Exhibit 14

                   DDS TECHNOLOGIES USA, INC. (the "Company")

            CODE OF ETHICS FOR THE CEO AND SENIOR FINANCIAL OFFICERS

         The Company has a Code of Business Conduct and Ethics applicable to all
directors and employees of the company. The Chief Executive Officer and all
senior financial officers, including the Chief Financial Officer and principal
accounting officer, are bound by the provisions set forth therein relating to
ethical conduct, conflicts of interest, and compliance with law. In addition to
the Code of Business Conduct and Ethics, the Chief Executive Officer and senior
financial officers are subject to the following additional specific policies:

1.    The Chief Executive Officer and all senior financial officers are
      responsible for full, fair, accurate, timely, and understandable
      disclosure in the periodic reports required to be filed by the Company
      with the SEC. Accordingly, it is the responsibility of the Chief Executive
      Officer and each senior financial officer promptly to bring to the
      attention of the Disclosure Committee, if applicable, and to the Audit
      Committee any material information of which he or she may become aware
      that affects the disclosures made by the Company in its public filings or
      otherwise assist the Disclosure Committee, if applicable, and the Audit
      Committee in fulfilling their responsibilities.

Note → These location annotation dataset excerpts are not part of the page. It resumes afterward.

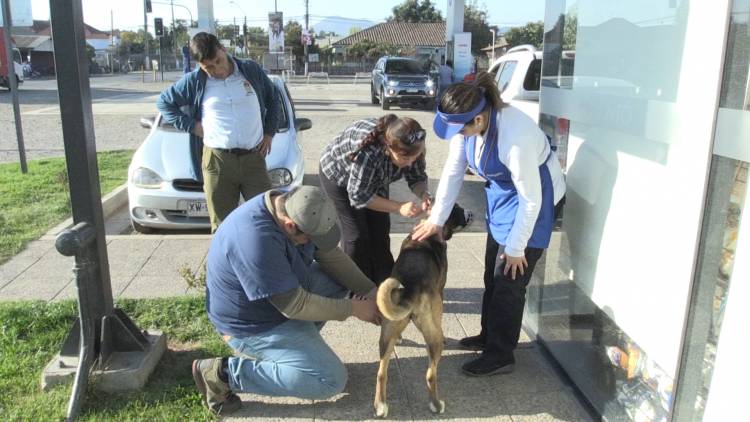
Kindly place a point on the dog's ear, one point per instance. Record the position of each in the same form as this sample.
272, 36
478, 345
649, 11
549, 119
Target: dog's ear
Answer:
447, 232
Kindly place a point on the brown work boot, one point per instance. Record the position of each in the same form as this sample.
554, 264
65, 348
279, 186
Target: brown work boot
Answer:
216, 393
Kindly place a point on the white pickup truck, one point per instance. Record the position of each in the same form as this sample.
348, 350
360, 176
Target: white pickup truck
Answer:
518, 74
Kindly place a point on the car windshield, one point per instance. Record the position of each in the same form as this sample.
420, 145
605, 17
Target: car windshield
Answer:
404, 66
283, 117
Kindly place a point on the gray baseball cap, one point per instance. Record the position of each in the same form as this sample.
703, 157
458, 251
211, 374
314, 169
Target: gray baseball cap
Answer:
314, 215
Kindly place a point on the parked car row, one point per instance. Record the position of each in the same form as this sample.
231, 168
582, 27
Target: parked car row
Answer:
401, 81
164, 195
162, 192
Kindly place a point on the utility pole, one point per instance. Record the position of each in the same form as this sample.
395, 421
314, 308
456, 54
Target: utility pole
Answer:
145, 36
307, 31
13, 82
111, 42
174, 39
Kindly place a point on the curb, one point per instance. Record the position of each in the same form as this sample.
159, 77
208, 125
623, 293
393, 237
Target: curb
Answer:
111, 202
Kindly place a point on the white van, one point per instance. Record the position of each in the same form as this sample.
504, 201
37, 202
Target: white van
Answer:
518, 74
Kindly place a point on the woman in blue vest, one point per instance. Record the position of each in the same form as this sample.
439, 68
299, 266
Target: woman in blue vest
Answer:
524, 187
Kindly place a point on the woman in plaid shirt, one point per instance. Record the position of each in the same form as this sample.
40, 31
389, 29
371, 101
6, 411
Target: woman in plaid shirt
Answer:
356, 170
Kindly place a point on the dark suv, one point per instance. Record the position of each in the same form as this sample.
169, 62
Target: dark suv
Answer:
401, 80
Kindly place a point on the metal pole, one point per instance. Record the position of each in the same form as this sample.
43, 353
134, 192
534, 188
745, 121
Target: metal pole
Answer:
111, 42
13, 83
174, 39
493, 47
161, 59
145, 37
307, 19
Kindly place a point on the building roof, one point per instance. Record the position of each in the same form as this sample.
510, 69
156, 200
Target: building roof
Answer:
30, 41
42, 27
400, 34
499, 43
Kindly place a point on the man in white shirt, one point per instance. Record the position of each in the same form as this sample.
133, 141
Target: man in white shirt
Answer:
232, 106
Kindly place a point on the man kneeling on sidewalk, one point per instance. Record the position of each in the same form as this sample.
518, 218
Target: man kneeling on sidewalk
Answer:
274, 275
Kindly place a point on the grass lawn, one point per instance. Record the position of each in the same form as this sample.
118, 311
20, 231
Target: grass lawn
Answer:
33, 332
32, 203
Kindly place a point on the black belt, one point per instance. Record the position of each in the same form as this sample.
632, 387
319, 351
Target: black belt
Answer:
238, 151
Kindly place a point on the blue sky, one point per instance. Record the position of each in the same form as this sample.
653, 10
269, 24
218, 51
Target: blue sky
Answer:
128, 14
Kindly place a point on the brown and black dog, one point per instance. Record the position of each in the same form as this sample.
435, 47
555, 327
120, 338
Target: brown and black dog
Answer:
414, 292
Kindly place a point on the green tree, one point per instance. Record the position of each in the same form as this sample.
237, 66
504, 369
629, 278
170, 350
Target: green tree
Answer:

2.    The Chief Executive Officer and each senior financial officer shall
      promptly bring to the attention of the Disclosure Committee, if
      applicable, and the Audit Committee any information he or she may have
      concerning (a) significant deficiencies in the design or operation of
      internal controls that could adversely affect the Company's ability to
      record, process, summarize, and report financial data or (b) any fraud,
      whether or not material, that involves management or other employees who
      have a significant role in the Company's financial reporting, disclosures,
      or internal controls.

3.    The Chief Executive Officer and each senior financial officer shall
      promptly bring to the attention of the Audit Committee any information he
      or she may have concerning any violation of this Code or the Company's
      Code of Business Conduct and Ethics, including any actual or apparent
      conflicts of interest between personal and professional relationships,
      involving any management or other employees who have a significant role in
      the Company's financial reporting, disclosures, or internal controls.

4.    The Chief Executive Officer and each senior financial officer shall
      promptly bring to the attention of the Disclosure Committee, if
      applicable, and the Audit Committee any information he or she may have
      concerning evidence of a material violation of the securities or other
      laws, rules, or regulations applicable to the Company and the operation of
      its business, by the Company or any agent thereof, or of violation of the
      Code of Business Conduct and Ethics or of these additional procedures.



5.    The Board of Directors shall determine, or designate appropriate persons
      to determine, appropriate actions to be taken in the event of violations
      of the Code of Business Conduct and Ethics or of these additional
      procedures by the Chief Executive Officer and the Company's senior
      financial officers. Such actions shall be reasonably designed to deter
      wrongdoing and to promote accountability for adherence to the Code of
      Business Conduct and Ethics and to these additional procedures, and may
      include written notices to the individual involved that the Board has
      determined that there has been a violation, censure by the Board, demotion
      or re-assignment of the individual involved, suspension with or without
      pay or benefits (as determined by the Board), and termination of the
      individual's employment. In determining the appropriate action in a
      particular case, the Board of Directors or such designee shall take into
      account all relevant information, including the nature and severity of the
      violation, whether the violation was a single occurrence or repeated
      occurrences, whether the violation appears to have been intentional or
      inadvertent, whether the individual in question had been advised prior to
      the violation as to the proper course of action, and whether or not the
      individual in question had committed other violations in the past.